Inflation can significantly shift the competitive landscape where a business operates. Comprehensive financial due diligence services for mergers and acquisitions become vital in this complex environment. Businesses with solid pricing power or those that have hedged their input costs might be better positioned to handle inflation.

Evaluating the impact of inflation on a company’s competitive positioning and strategic decisions is crucial, and financial due diligence services for commercial transactions can play a vital role in this process. For instance, has the company leveraged inflationary trends to increase market share? Has it made strategic decisions, like entering into long-term contracts at fixed prices, to mitigate inflation’s effects?

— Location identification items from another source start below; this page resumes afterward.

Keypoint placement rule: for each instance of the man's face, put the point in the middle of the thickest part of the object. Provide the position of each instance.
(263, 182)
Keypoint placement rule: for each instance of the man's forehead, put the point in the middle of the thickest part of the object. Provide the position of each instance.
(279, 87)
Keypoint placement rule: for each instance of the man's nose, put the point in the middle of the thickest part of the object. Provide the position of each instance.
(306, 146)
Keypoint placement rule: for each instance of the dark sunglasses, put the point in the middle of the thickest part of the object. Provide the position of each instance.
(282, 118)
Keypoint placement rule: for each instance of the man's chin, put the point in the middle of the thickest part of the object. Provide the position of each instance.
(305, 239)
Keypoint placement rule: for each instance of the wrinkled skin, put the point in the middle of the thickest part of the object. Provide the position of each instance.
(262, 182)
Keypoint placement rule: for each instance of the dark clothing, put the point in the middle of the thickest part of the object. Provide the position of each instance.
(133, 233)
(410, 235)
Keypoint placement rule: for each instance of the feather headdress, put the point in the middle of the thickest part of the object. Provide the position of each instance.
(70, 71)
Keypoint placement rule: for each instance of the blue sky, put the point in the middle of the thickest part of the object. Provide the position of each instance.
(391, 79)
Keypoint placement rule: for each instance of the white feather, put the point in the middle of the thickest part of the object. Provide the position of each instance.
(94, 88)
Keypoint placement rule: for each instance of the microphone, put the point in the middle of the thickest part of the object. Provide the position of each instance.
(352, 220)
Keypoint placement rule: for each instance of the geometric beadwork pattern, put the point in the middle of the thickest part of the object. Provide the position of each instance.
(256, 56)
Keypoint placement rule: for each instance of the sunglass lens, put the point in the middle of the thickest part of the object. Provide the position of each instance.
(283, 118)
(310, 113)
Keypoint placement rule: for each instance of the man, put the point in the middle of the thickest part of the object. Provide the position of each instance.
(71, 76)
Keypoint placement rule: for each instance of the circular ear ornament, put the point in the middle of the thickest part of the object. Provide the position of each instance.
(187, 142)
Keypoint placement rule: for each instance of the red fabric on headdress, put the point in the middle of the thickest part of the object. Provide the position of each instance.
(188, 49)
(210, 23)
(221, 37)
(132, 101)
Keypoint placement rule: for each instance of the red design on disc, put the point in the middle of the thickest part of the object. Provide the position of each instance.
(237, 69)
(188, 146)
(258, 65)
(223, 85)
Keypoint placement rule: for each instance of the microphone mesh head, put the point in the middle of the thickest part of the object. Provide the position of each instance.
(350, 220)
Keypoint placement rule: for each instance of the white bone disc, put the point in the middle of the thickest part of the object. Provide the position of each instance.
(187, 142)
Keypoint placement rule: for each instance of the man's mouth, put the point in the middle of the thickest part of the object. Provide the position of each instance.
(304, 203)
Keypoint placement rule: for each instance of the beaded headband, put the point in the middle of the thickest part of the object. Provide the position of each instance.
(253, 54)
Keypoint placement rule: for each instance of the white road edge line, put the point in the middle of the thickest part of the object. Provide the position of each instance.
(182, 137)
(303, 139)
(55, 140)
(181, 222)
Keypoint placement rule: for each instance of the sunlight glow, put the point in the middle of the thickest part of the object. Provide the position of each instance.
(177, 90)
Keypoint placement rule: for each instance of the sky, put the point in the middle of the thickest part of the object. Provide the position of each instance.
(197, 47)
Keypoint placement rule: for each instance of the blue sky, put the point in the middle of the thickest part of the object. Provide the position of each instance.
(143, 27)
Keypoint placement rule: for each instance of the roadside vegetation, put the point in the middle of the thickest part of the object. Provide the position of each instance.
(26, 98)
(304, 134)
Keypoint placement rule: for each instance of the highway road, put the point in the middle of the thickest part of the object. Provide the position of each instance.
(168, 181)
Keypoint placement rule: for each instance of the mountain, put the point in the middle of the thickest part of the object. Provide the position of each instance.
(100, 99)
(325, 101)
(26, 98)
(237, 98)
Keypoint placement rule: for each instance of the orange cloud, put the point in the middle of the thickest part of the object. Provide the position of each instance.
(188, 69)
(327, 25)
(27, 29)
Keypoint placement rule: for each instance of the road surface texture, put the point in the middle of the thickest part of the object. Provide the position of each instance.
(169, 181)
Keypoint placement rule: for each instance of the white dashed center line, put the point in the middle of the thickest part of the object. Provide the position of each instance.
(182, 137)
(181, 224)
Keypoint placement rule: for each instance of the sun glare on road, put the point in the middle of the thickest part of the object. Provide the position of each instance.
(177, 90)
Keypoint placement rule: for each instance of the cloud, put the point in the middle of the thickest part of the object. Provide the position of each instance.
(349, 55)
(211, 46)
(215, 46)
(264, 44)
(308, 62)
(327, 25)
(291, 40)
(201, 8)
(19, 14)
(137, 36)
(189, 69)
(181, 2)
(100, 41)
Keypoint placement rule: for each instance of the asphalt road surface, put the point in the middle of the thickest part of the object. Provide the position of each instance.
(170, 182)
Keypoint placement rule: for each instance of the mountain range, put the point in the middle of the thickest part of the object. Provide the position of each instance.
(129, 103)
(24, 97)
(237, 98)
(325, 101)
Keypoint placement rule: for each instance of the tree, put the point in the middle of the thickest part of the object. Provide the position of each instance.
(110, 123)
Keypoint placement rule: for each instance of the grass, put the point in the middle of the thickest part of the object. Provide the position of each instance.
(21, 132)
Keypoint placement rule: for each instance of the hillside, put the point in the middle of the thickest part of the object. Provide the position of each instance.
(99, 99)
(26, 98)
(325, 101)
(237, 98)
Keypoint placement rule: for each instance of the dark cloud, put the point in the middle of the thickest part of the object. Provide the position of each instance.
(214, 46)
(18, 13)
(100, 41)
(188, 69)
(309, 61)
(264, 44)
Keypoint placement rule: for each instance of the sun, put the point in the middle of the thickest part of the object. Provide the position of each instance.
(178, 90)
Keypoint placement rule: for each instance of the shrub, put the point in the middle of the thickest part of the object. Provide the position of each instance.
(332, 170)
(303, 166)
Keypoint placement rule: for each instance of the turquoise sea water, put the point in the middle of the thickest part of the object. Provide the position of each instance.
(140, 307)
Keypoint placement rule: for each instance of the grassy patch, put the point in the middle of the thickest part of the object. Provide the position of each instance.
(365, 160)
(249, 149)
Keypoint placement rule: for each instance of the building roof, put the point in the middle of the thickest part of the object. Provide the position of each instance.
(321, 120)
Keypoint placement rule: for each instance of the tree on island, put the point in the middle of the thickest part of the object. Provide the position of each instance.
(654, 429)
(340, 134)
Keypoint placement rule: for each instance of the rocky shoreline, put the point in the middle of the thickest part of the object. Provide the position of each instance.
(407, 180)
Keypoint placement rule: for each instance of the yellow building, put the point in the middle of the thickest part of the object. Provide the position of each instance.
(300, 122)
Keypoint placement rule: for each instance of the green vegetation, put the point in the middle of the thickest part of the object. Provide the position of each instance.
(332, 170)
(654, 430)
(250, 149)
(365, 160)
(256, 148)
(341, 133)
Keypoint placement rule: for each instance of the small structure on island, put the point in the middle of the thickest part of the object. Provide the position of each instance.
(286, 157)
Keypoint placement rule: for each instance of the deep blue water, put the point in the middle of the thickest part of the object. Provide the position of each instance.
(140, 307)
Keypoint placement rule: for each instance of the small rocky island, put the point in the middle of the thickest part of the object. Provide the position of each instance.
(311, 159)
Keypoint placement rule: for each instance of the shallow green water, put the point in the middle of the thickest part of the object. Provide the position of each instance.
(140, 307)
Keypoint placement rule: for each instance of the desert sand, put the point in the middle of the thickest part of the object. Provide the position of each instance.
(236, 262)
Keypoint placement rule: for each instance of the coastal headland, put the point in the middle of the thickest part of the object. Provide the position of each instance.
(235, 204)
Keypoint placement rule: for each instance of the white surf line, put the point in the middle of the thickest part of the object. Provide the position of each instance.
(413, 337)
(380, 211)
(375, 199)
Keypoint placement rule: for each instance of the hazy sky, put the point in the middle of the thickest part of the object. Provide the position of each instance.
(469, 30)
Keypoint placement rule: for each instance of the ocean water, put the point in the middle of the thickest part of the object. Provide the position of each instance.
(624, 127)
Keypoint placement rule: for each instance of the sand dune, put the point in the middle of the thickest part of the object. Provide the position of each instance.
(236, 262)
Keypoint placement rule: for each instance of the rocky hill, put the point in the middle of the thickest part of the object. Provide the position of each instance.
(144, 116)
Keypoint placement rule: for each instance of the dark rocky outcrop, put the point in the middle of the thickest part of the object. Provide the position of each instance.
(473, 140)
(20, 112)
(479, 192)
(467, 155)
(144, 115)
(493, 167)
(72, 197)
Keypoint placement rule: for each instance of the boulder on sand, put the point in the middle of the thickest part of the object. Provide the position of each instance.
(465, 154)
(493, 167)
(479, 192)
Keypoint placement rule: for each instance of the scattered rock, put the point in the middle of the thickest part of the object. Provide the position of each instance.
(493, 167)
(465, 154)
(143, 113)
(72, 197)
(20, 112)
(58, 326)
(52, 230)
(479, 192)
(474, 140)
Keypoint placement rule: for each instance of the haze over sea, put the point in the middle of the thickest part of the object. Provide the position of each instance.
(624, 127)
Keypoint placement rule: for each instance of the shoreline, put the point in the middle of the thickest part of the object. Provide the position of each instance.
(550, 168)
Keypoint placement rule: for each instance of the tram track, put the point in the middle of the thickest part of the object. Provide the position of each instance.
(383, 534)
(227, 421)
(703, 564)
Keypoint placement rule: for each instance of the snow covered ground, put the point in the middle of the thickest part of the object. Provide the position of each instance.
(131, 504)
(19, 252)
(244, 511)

This is especially relevant in technology companies, where the inflation dynamics can be unique. Due diligence services for technology companies are designed to understand these unique aspects and provide insights that can guide strategic decision-making.

2. The Impact on Revenue and Costs

Inflation can significantly alter revenue and costs. It’s crucial to dive in and evaluate how. Increased costs may need to be passed on to customers, which could affect profit margins. Rising input prices could have a similar effect. Inflation can also modify the value of assets and liabilities, thus influencing a company’s valuation.

3. Debt Structure and Interest Rates

Inflation nowadays correlates with higher interest rates, which directly affect a business carrying substantial debt. An analysis of the company’s debt structure is essential. Identifying the proportion of fixed-rate versus variable-rate debt can reveal potential risks. Rising rates could lead to increased interest expenses, especially with variable-rate debt. The company’s ability to refinance debt in a high-interest environment should also be evaluated.


Inflation can present substantial challenges, but understanding these three areas can provide valuable insights. This knowledge equips founders and investors with the tools to make informed decisions, identify potential risks, and capitalize on emerging opportunities in the face of inflation.